Ambac: Another Triple A To Bite The Dust

As the global financial authorities wrestle with the incredible mess known as the world economy, credit rating agencies Standard & Poors, Moody's and Fitch have come increasingly under fire.  Of particular interest is the sheer volume of over-rated issuers who have subsequently defaulted

Now, we're NOT talking about junk-rated paper.  Investors, who made the mistake of paying attention to ratings,  have been stung by buying Triple A-rated paper which then was either downgraded to junk status or defaulted, resulting in massive capital losses.

To re-iterate, the Triple A designation means that the issuer has an infinitesimal probability of default for the forseeable future.  Only 4 U.S.-based corporate issuers carry that rating:  Johnson & Johnson (JNJ), Microsoft (MSFT), Automatic Data Processing (ADP) and ExxonMobil (XOM).  Even Uncle Sam, who owns a printing press, is in danger of losing this elite status.

ABK was itself rated Triple A until 2008.  The company is now facing bankruptcy, according to a recent filing with the Securities and Exchange Commission (SEC).

Ambac (ABK), however, takes this ratings lunacy to an entirely different level.  At issue is MUCH more than ABK's own $1.2 billion in outstanding debt.  The company, known as a "mono-line insurer", provides credit insurance for hundreds of billions of outstanding bonds.  ABK, along with rival MBIA (MBI), are the two key companies providing this "service". 

Issuers, who would NOT qualify for a Triple A, but would wish to carry that rating, pay a premium to the mono-line insurers to provide a guarantee to establish the soundness of their debt.  In effect, ABK and MBI act as additional security to prospective investors who insist on purchasing only the very safest of bonds.

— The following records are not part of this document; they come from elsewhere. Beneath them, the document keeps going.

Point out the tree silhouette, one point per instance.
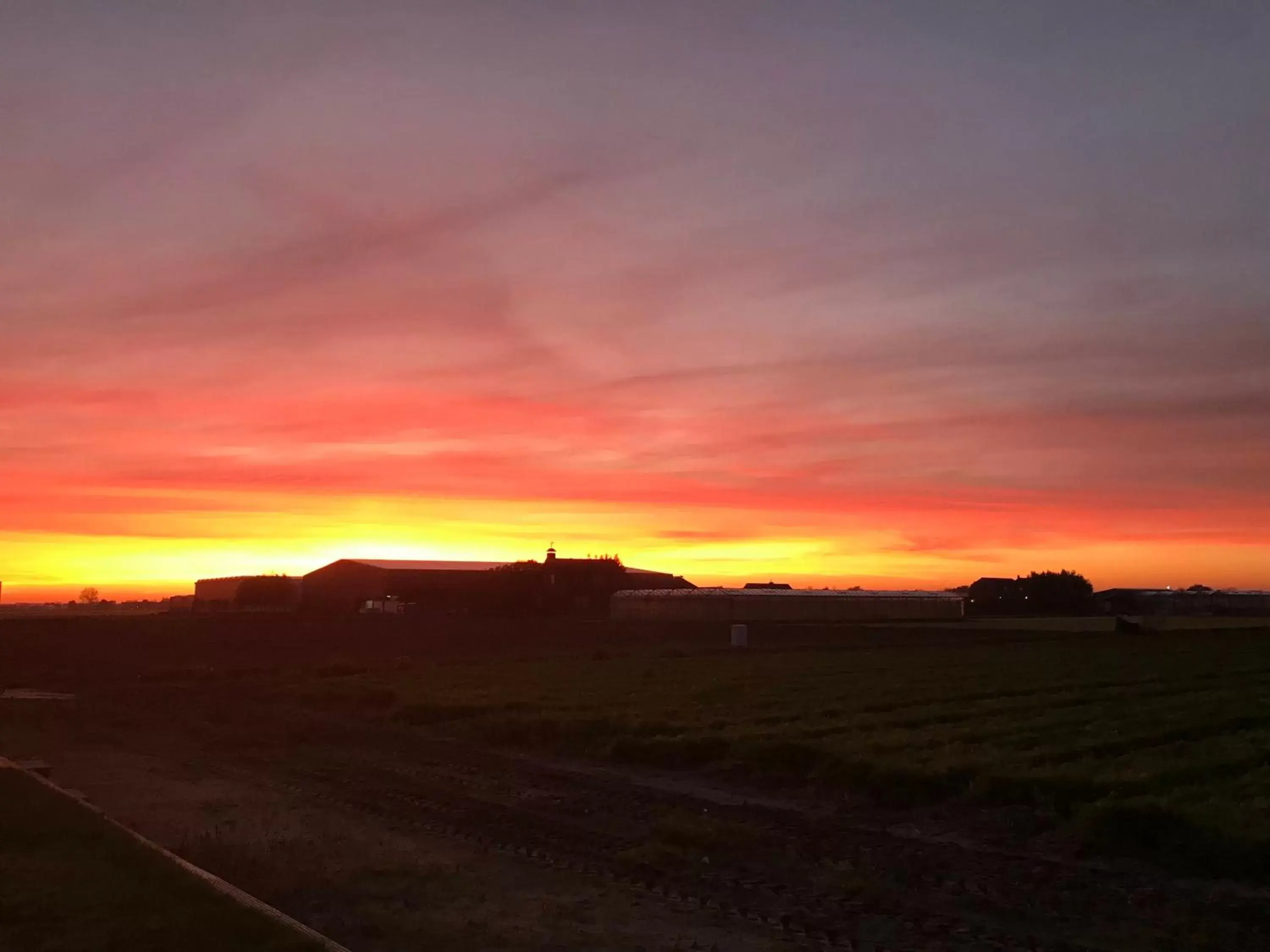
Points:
(1058, 593)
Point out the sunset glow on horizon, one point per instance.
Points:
(837, 295)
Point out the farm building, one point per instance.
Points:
(1192, 602)
(774, 605)
(552, 587)
(247, 593)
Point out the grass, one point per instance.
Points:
(70, 881)
(1156, 747)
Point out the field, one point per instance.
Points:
(72, 883)
(580, 787)
(1159, 747)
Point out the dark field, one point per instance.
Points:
(73, 884)
(1155, 746)
(577, 787)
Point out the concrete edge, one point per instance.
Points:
(216, 883)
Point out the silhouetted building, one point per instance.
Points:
(784, 605)
(1188, 602)
(247, 593)
(553, 587)
(988, 596)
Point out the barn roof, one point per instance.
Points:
(425, 565)
(785, 593)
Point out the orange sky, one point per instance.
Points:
(848, 297)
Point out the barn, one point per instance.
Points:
(251, 593)
(785, 606)
(578, 587)
(360, 584)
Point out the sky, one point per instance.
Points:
(882, 294)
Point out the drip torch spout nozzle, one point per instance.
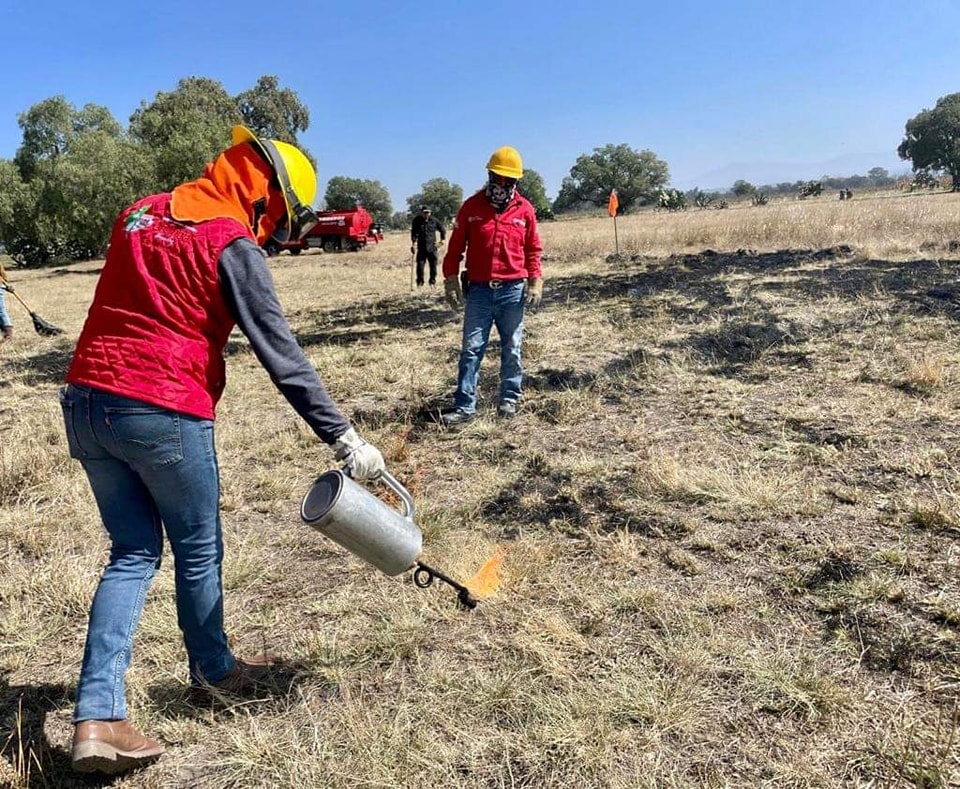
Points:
(423, 577)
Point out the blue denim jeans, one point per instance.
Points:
(150, 470)
(486, 307)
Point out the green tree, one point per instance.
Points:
(52, 125)
(636, 175)
(443, 197)
(273, 112)
(344, 193)
(17, 209)
(41, 221)
(531, 186)
(99, 177)
(185, 128)
(932, 139)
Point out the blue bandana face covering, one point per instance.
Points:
(500, 190)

If the mono-line insurers default, their insurance becomes worthless and affects huge swaths of debt, including municipalities and mortgage-backed, collateralized obligations.  If this insurance becomes unavailable, or is perceived to have no value, many prospective issuers will have to access the capital markets at a complete disadvantage.  Not to mention the fact that the outstanding issues already insured will become far less liquid, resulting in extreme price pressure.

To be fair, the affairs of the operating company will be separated from that of its insurance unit, Ambac Assurance.  However, a bankruptcy of a mono-line insurer would be un-precedented and, at the very least, throw its customers into disarray during what may be a highly contested process.

The big three rating agencies, whose self-serving methods have been completely exposed as fraudulent, continue to maintain that their business models are viable.  What's wrong with having issuers shop for a rating that is to their satisfaction?  Everything! 

What investors are learning from the credit fiasco of the last 3 years is that the rating agencies provide ZERO information.  In so doing, they have sown the seeds of their own demise.  As investors learn to place no value on a credit rating, issuers will stop paying for these ratings and the problem will take care of itself.  Any financial regulatory policy will be purely window dressing for public consumption and to curry political favor.

Washington, where WERE you?  Oh, yes.  Our friends at the SEC were too busy preventing the Bernie Madoff scam from duping investors.  Or, preventing the investment banks from creating misleading derivatives, that led to massive financial system dislocations. 

The irony of the financial meltdown is that there are so many villians, that each of them can easily point the finger at someone else.  It was the investment banks' fault.  It was the credit rating agencies' fault.  It was the regulators' fault.  It was the Senate Finance Committee's fault.  It was the Federal Reserve's fault.  It was George Bush's fault.  On and on.

Systemic financial crises are not created without the participation of MULTIPLE parties, each of which is acting in their own interest.  The only common thread is that, while all the villains cashed in, the investment world lost.  America lost.  The global financial community lost.  At least the villians got their bonuses!